Vulvar irritation from intravaginal progesterone pessaries
Discontinuation of the offending intravaginal progesterone formulation and exclusion of other causes of vulvovaginal inflammation are recommended first. Vulvar contact or irritant dermatitis is managed with meticulous genital skin care, removal of ongoing exposures, and short-term topical anti-inflammatory therapy when clinically indicated.[1][2][3]
Immediate actions
- The progesterone pessary should be held temporarily and the prescribing clinician should be contacted for alternate progesterone delivery options.[2][3]
- The vulva should be cleansed only with water and without soaps or fragranced products, with gentle drying by patting rather than rubbing.[1][2]
- Vigorous cleansing products and other potential genital irritants or allergens should be identified and excluded.[1][2]
Diagnostic priorities during evaluation
- Vulvar exam should be used to assess for vulval eczema/contact dermatitis, candidiasis, and other causes of vulvovaginitis.[1][3]
- The differential diagnosis for vulval eczema should include candidiasis among other conditions.[1]
- Testing should be considered when infection is suspected based on symptoms and exam findings, since untreated infection can prolong inflammation.[2][3]
Skin-care regimen for irritant or contact dermatitis
- Meticulous genital skin care should be used as the cornerstone of vulval eczema management, including regular use of emollients and soap substitutes.[1]
- Patients should be advised to avoid abrasive materials used on genital skin and to minimize friction by choosing loose breathable cotton underwear.[1]
- Bland barrier protection may be used when moisture-related irritation is present.[1]
Anti-inflammatory therapy
- A short course of topical corticosteroid therapy should be used for significant inflammation or lichenification with follow-up and de-escalation to a milder regimen after improvement.[1]

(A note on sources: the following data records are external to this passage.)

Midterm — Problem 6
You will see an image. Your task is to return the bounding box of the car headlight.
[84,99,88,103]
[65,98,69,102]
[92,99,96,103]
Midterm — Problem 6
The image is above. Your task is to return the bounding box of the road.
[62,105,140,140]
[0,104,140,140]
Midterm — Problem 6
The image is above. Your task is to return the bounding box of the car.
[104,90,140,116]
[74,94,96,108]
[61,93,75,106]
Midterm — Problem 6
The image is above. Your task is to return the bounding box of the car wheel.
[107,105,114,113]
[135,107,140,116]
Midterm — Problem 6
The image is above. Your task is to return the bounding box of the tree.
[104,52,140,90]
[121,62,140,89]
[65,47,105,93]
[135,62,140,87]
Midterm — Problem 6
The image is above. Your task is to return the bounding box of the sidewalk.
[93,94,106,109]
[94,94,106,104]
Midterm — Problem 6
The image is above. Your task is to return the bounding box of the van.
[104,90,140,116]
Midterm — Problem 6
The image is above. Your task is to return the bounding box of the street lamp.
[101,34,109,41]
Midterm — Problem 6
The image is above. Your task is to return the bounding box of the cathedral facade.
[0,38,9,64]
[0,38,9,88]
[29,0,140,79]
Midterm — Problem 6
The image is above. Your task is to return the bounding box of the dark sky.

- For very severe allergic contact dermatitis, a short course of oral corticosteroids may be used in addition to potent topical steroids, with specialist dermatology expertise and urgent referral recommended.[1]
- Topical calcineurin inhibitors may be used as alternative therapy, with stinging discomfort described as a potential adverse effect.[1]
Symptom-directed measures
- Cool compresses or a cool gel pack may be used to reduce vulval itch and discomfort.[1]
- A sedating antihistamine may be used when nocturnal itch is significant.[1]
When progesterone formulation changes are needed
- Ongoing exposure to suspected vulvar irritants or allergens should be excluded, and persistent symptoms should trigger assessment for ongoing exposure from the current progesterone product or delivery method.[1][3]
- If symptoms resolve after holding or changing the progesterone pessary and recur with re-challenge, an alternative progesterone formulation or route should be arranged through the prescribing clinician.[2][3]
Referral triggers and escalation
- Patch testing should be considered when allergic contact dermatitis is suspected to identify causative allergens.[1]
- Failure to respond to treatment or severe symptoms should prompt review to exclude ongoing irritant exposure and to assess for alternative diagnoses or neuropathic causes of persistent vulval symptoms.[1][3]
Targets and expected course
- Improvement is expected with appropriate vulvar care and treatment of the underlying cause of vulvitis or dermatitis.[2][3]
- Persistent or recurrent symptoms despite removal of irritants should prompt reassessment to identify the offending exposure or an alternate diagnosis.[1][2][3]